Keith Broni lavora per la società Today Translations di Londra, fornisce servizi di traduzione e interpretazione a livello internazionale. Ha superato altri 500 candidati per il ruolo. I clienti con cui ha lavorato includono le società di Pubbliche Relazioni e i dipartimenti di marketing delle multinazionali. La sua prima traduzione per rendere comprensibili le emojis  è stata quella di cambiare diversi idiomi come “nessun dolore, nessun guadagno” o “parlare del diavolo”.
Ha spiegato che le emojis possono essere molto utili per le imprese. Aggiungono un contesto emotivo e una comunicazione non verbale a una parte di testo. Sono molto popolari, non solo tra le giovani generazioni, anche le persone più anziane le utilizzano.
Keith Broni grazie al suo master in psicologia aziendale ottenuto presso l’University College di Londra, comprende la crescente importanza delle emojis nel marketing e comunicazioni tra i consumatori, senza trascurare le potenziali insidie. Ha detto:
«Le emojis dal primo set di 176 sviluppate in Giappone nel 1999 da Shigetaka Kurita mentre stava lavorando per l’operatore mobile giapponese DoCoMo, sono notevolmente aumentate,  ora tenendo conto solo delle varianti per il sesso e il colore della pelle ci sono oltre 2.000 emojis. Recentemente diverse emojis hanno cambiato aspetto, in alcuni casi drammaticamente. Apple, per esempio, nell’agosto 2016 ha sostituito l’emoji “pistola” con una “pistola ad acqua”: in questo caso forse per pubblicizzare un nuovo giocattolo, l’invio di  un tweet con l’emoji “pistola ad acqua” con un dispositivo iOS,  su un dispositivo android apparirebbe come un revolver.

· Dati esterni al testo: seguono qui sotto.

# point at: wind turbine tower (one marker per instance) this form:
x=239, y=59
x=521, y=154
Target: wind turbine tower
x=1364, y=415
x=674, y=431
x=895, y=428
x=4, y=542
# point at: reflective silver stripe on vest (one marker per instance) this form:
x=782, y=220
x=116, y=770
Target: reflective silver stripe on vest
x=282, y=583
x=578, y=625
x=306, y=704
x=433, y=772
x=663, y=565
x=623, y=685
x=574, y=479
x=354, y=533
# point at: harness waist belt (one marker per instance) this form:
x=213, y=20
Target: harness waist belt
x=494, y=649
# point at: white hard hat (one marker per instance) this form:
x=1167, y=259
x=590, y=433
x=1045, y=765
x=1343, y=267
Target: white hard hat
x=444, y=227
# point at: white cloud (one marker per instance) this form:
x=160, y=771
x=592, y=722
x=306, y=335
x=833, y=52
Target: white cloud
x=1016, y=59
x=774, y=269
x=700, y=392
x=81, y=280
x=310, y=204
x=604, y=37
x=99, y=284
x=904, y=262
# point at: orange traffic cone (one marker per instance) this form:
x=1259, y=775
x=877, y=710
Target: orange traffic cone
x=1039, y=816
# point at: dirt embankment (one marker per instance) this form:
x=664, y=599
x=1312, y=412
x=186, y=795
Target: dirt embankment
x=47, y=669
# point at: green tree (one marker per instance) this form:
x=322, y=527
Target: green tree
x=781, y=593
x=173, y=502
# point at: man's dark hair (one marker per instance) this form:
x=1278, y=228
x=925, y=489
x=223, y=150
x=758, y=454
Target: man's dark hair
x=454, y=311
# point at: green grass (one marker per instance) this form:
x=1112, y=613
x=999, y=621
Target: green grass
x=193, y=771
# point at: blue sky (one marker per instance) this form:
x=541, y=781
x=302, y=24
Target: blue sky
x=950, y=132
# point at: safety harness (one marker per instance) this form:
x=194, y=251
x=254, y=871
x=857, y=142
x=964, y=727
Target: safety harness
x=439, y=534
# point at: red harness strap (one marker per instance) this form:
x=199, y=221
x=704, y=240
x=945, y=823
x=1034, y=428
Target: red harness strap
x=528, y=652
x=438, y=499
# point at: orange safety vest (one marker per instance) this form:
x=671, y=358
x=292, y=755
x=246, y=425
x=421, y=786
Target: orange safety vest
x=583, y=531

Certe emoji per diverse culture hanno anche differente significato. Il pollice in su molto popolare in Occidente, inserito come “Mi piace” dagli utenti su Facebook, tradizionalmente è un gesto offensivo in Medio Oriente. Lo stesso vale per il segno OK effettuato con la mano collegando il pollice e l’indice in un cerchio (O), che è offensivo in America Latina. E’ bene stare attenti, prendere precauzioni per non causare offese quando si devono distribuire emojis in diverse culture.
Poi ci sono le emojis che non rappresentano più il loro originario significato, come quelle delle melanzane e pesche, diventate sinonimi di parti anatomiche, piuttosto che frutti. Lo studio di Emojipedia e di Prismoji nel dicembre 2016 ha rilevato che da un campione di 571 tweet che hanno utilizzato emoji della pesca, solo il 7 per cento si riferiva al frutto reale. Più di un quarto dei tweet avevano utilizzato questa emoji in una connotazione sessuale».